Tips for Making Winter Cooking Fun, Delicious, and Cost-Effective
Winter is just around the corner, and with it comes a change in cooking habits. The change in season brings colder weather and longer nights, and that means more warm comfort foods. There are many ways to make winter cooking easier and more energy efficient. A well-stocked pantry combined with some great in-season vegetables will lead to some great meals to take the chill off.
Preparing for Winter Cooking
Winter cooking can be fun and rewarding, but there are a few things to do to make it easier. First is having a well-stocked pantry and freezer. Depending on the location, the winter months can bring frigid cold and dangerous snow and ice. Making trips to the grocery store under these conditions can be both uncomfortable and hazardous. Having a plentiful supply of ingredients on hand is a way to ensure there is always a meal available in the house. In the pantry, consider stocking various types of pasta and noodles for a wide variety of dishes. Rice is another grain that can be part of a main dish or served on the side.
Canned goods are an excellent choice to keep in abundance. Certain vegetables are out-of-season or harder to find in the winter, so having canned versions of these staples increases the options available. Needless to say, canned goods have a long shelf life, and can last all through the cold season. Frozen goods are another option. While it is always best to have fresh produce, sometimes that just isn’t possible during the winter, so go the frozen route.
What’s In-Season for the Winter?
Cooking with fresh vegetables is the best way to go, but what veggies are in-season and readily available in winter? Onions and garlic are winter staples. They are very versatile and can enhance many different meals. Just be sure to store them at room temperature. In the refrigerator the humidity will cause them to soften and develop mold. Broccoli should be easy to find, as well as beets. Carrots and cabbage are excellent for both soups and stews. Sweet potatoes are a Thanksgiving tradition, but they can be used all winter long. Pumpkin (for pies) and butternut squash provide lots of options, too.
Numerous fruits are available in the fall, most notably apples. Apples can be purchased fresh at the tail end of fall, and they can be stored in the refrigerator for weeks. That can make them available well into winter. Lemons, tangerines, and oranges are best in the winter and can liven up many a recipe.
Saving Energy and Money
According to the U.S. Department of Energy, cooking accounts for around 5% of all energy use in the home. During the winter months, energy bills can increase due to the cold, so saving energy means saving money. There are a few simple things to do when cooking that can reduce energy usage. First, do not open the oven during cooking. It is always tempting to see if the food is cooking properly. And, let’s be honest, the aroma of cooking or baking food can be irresistible, but refrain from opening the oven door unnecessarily. It lets hot air escape and forces the oven to expend more energy to maintain the proper temperature.

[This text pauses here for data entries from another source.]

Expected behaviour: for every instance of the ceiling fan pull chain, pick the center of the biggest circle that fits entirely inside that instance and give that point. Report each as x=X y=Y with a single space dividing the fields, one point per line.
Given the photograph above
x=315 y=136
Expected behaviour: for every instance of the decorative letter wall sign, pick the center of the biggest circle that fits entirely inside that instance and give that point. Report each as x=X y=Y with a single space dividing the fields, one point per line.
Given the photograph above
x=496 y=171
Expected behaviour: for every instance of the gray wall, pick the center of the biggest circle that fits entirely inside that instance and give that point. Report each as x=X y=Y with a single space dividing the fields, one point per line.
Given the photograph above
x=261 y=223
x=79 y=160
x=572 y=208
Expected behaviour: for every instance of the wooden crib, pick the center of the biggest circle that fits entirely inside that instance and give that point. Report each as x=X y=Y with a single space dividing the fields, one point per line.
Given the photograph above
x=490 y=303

If the oven is going to be on for longer than a couple of hours, and especially if there are a lot of people in the house, turn the furnace down a few degrees. The extra heat from the oven and guests will more than make up for the lower thermostat setting, and it will use less energy. Also, if possible, use smaller appliances to prepare meals. Toaster ovens or crock pots use much less energy than larger ones and often can do the job just as effectively.

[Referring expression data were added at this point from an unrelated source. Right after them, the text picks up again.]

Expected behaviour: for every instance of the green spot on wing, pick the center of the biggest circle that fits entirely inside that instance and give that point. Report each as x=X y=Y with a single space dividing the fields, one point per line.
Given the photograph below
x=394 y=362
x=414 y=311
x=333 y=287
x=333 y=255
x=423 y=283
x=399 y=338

The key to winter cooking is preparation. Stocking the pantry, refrigerator, and freezer with enough food for weeks is a great way to avoid venturing out into the freezing temperatures on unnecessary trips to the local grocery store. Don’t be afraid to have a little extra food on hand. It will come in handy over the course of the winter, and extra ingredients can often be put into a soup or stew. Make those soups and stews often during the winter. They are great comfort foods on chilly evenings. Look into how smaller appliances can be used in place of larger ones to save on energy and money. Keep an eye on opportunities to add some fresh fruit or vegetables to the mix.